Why shouldn’t everything around us reflect that mindset I guess? It causes the mindset, and then it reflects it. The nightmare feeds into itself.

People can barely afford the basic necessities anymore. Gone are the days of a 88 cent tube of toothpaste. They’re all at least $5-6 at Walmart and behind locked glass.

In 1999, a 2 ounce trial size stick of deodorant could be found in the bin for 75 cents. Today, that’s almost what you get in a full stick, for $8.99. Behind locked glass.

Need to feed your baby? Terrific. You know those giant cans of formula your mom bought your brother in 1993 for $14? Try $66, for half that much, behind locked glass.

My cousin in Indiana had an unplanned pregnancy at 42, after the doctors said it was impossible. She was already broke. She had to find a woman who was lactating so much that her own baby couldn’t possibly go through it all and “bootleg” some breast milk.

It’s like some failing country or medieval times where you have to go find a wet nurse.

Walmart has to hire mercenaries to guard their stores here.

Literally. They now have at least 2 off duty cops and two security guards driving around the parking lot, to guard one store. Theft and lack of access to sufficient employment, and currency debasement, have left so many people so desperate that they have nothing left to lose.

The landlord where I live is filing evictions every month. He loses tenants sometimes to organized retail theft charges. About a year ago, he had to dismiss an eviction because a guy that kept not showing up for his criminal court appearances for stealing from Walmart, got ran over by another group of criminals in a stolen SUV.

I agree with Miyazaki. It feels like the end times.

I doubt Japan is “as bad”. They never let guns outnumber people. And they never had a President like Trump making sure to sign laws that ensure that people who are Certifiably Insane are armed well enough to invade Panama (which Trump is also threatening to do).

There are, of course, people who deny how bad things have gotten, like my mother, who says I’m imagining it all, but certainly most everyone has been knocked down a few pegs.
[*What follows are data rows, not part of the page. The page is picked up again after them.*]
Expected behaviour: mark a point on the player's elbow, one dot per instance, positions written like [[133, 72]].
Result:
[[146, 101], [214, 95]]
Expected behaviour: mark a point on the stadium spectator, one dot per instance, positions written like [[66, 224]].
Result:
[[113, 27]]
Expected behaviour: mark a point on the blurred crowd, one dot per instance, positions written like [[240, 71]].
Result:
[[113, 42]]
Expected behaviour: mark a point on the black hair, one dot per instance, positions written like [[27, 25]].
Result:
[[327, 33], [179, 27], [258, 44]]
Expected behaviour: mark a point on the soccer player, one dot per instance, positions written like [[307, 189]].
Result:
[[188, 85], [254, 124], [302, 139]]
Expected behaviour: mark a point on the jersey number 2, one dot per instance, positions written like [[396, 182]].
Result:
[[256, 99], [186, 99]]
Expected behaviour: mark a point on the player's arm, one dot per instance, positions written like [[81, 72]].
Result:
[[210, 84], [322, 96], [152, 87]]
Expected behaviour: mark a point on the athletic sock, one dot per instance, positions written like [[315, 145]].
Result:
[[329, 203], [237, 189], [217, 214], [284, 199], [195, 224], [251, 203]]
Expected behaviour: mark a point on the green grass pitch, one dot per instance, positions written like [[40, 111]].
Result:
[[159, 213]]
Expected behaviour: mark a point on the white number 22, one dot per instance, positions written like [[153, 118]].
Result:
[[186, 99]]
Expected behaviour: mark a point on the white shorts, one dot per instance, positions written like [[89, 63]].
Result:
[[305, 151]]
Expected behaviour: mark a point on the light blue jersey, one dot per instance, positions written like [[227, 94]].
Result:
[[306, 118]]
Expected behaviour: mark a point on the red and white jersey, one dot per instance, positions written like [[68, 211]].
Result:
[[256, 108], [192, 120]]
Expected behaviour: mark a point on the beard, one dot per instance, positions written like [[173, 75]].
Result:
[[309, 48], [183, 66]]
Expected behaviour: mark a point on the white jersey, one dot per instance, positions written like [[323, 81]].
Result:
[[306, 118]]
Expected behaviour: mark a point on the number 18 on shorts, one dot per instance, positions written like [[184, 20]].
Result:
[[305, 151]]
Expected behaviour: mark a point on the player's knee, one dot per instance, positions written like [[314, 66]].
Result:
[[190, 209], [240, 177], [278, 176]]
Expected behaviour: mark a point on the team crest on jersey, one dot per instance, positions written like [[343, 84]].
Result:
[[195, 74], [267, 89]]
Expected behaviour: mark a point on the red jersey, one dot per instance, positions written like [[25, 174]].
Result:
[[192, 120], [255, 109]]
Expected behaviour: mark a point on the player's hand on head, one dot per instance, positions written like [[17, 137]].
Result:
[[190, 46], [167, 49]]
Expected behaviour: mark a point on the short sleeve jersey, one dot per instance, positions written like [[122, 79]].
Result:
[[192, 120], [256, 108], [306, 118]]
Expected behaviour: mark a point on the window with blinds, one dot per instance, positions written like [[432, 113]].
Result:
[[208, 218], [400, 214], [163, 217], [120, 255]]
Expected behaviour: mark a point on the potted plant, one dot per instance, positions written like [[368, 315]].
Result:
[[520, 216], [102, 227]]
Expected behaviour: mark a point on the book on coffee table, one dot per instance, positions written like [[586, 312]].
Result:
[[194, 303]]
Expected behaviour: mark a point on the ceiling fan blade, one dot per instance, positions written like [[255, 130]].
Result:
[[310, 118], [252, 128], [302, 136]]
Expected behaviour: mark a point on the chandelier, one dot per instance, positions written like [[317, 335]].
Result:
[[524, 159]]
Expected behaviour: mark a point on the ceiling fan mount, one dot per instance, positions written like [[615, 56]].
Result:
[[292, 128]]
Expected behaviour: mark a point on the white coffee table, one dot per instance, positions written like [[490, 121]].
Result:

The people who were barely surviving are on the street. The people who were middle class are now barely getting by. There is no middle class. The rich, have never been richer. This is the result. Outside of a few gated communities, the whole damned country has gone to the dogs.

The government is always complaining that people don’t reproduce more, when even having children has become an unaffordable luxury expense. They don’t feed or educate the ones we have now, there’s clearly no jobs for them, so why do we need more?

In America, we used to live a life fit for human beings. I’m not exactly sure what this is, but as the somewhat popular saying goes, “this ain’t that”.

Dave Ramsey was promoting Donald Trump last year.

Now he’s joined in the chorus of telling people don’t even look at their retirement account and go to bread and water (or as he puts it, “beans and rice”), and to sell everything in their house to avoid bankruptcy.

I may swing by the pawn shop tomorrow to see if anything good has managed to float to the surface.